Shkurin Aleksei, Pour Sara E, Hughes Timothy R
Department of Molecular Genetics, University of Toronto, Toronto, ON M5S 1A8, Canada.
Terrence Donnelly Centre for Cellular & Biomolecular Research, Toronto, ON M5S 3E1, Canada.
NAR Genom Bioinform. 2023 Apr 5;5(2):lqad031. doi: 10.1093/nargab/lqad031. eCollection 2023 Jun.
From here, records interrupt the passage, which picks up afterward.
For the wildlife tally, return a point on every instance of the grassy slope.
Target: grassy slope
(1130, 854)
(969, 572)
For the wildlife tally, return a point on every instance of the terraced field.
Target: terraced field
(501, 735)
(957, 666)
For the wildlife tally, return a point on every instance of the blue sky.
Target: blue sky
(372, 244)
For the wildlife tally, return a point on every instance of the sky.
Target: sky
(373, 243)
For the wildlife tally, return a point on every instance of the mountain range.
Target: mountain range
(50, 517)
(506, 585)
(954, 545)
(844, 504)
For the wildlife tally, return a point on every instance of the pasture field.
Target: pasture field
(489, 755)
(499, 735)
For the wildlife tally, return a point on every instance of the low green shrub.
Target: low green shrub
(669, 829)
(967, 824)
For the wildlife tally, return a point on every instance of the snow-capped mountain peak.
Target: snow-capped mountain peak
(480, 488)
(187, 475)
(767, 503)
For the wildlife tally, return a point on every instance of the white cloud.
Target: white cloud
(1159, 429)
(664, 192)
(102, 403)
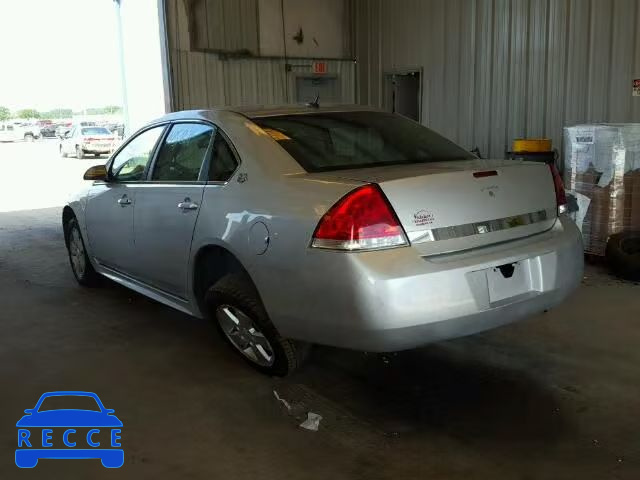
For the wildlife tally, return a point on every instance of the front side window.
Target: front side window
(342, 140)
(130, 163)
(180, 157)
(224, 161)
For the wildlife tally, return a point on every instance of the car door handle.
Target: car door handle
(188, 205)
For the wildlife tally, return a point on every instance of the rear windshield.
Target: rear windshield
(95, 131)
(342, 140)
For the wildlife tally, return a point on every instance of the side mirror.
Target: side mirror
(97, 172)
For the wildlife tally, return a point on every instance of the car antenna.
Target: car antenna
(315, 103)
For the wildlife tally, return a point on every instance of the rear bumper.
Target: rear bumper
(396, 299)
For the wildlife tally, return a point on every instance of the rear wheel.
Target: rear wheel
(234, 305)
(78, 258)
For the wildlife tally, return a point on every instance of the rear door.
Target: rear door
(167, 207)
(110, 205)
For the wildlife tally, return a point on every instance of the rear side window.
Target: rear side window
(131, 162)
(224, 162)
(342, 140)
(181, 156)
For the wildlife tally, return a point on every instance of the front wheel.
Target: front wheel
(80, 264)
(234, 305)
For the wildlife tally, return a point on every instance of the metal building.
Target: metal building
(482, 72)
(495, 70)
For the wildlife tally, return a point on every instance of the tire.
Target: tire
(235, 293)
(623, 255)
(78, 258)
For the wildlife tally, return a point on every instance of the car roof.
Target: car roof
(259, 111)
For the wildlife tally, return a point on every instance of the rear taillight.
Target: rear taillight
(361, 220)
(561, 197)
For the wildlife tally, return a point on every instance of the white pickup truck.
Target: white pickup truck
(13, 131)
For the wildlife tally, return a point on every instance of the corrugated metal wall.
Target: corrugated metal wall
(204, 80)
(495, 70)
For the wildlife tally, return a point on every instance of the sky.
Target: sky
(58, 54)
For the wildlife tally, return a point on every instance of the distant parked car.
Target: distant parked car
(48, 131)
(62, 129)
(13, 131)
(81, 141)
(341, 226)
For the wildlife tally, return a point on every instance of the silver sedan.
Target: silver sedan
(346, 226)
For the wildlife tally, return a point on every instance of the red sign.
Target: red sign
(320, 68)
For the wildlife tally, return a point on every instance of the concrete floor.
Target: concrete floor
(556, 396)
Cleavage and polyadenylation (CPA) sites define eukaryotic gene ends. CPA sites are associated with five key sequence recognition elements: the upstream UGUA, the polyadenylation signal (PAS), and U-rich sequences; the CAUA dinucleotide where cleavage occurs; and GU-rich downstream elements (DSEs). Currently, it is not clear whether these sequences are sufficient to delineate CPA sites. Additionally, numerous other sequences and factors have been described, often in the context of promoting alternative CPA sites and preventing cryptic CPA site usage. Here, we dissect the contributions of individual sequence features to CPA using standard discriminative models. We show that models comprised only of the five primary CPA sequence features give highest probability scores to constitutive CPA sites at the ends of coding genes, relative to the entire pre-mRNA sequence, for 59% of all human genes. U1-hybridizing sequences provide a small boost in performance. The addition of all known RBP RNA binding motifs to the model increases this figure to only 61%, suggesting that additional factors beyond the core CPA machinery have a minimal role in delineating real from cryptic sites. To our knowledge, this high effectiveness of established features to predict human gene ends has not previously been documented.
切割与聚腺苷酸化(CPA)位点定义了真核基因的末端。CPA位点与五个关键序列识别元件相关:上游的UGUA、聚腺苷酸化信号(PAS)以及富含U的序列;发生切割的CAUA二核苷酸;以及富含GU的下游元件(DSE)。目前尚不清楚这些序列是否足以界定CPA位点。此外,人们还描述了许多其他序列和因子,这些通常是在促进可变CPA位点和防止隐蔽CPA位点使用的背景下进行的。在此,我们使用标准判别模型剖析了各个序列特征对CPA的贡献。我们发现,对于59%的人类基因,仅由五个主要CPA序列特征组成的模型,相对于整个前体mRNA序列,在编码基因末端的组成型CPA位点上给出的概率得分最高。U1杂交序列在性能上有小幅提升。将所有已知的RBP RNA结合基序添加到模型中,这一比例仅提高到61%,这表明除了核心CPA机制之外的其他因素在区分真实位点和隐蔽位点方面作用极小。据我们所知,既定特征在预测人类基因末端方面的这种高效性此前尚未有文献记载。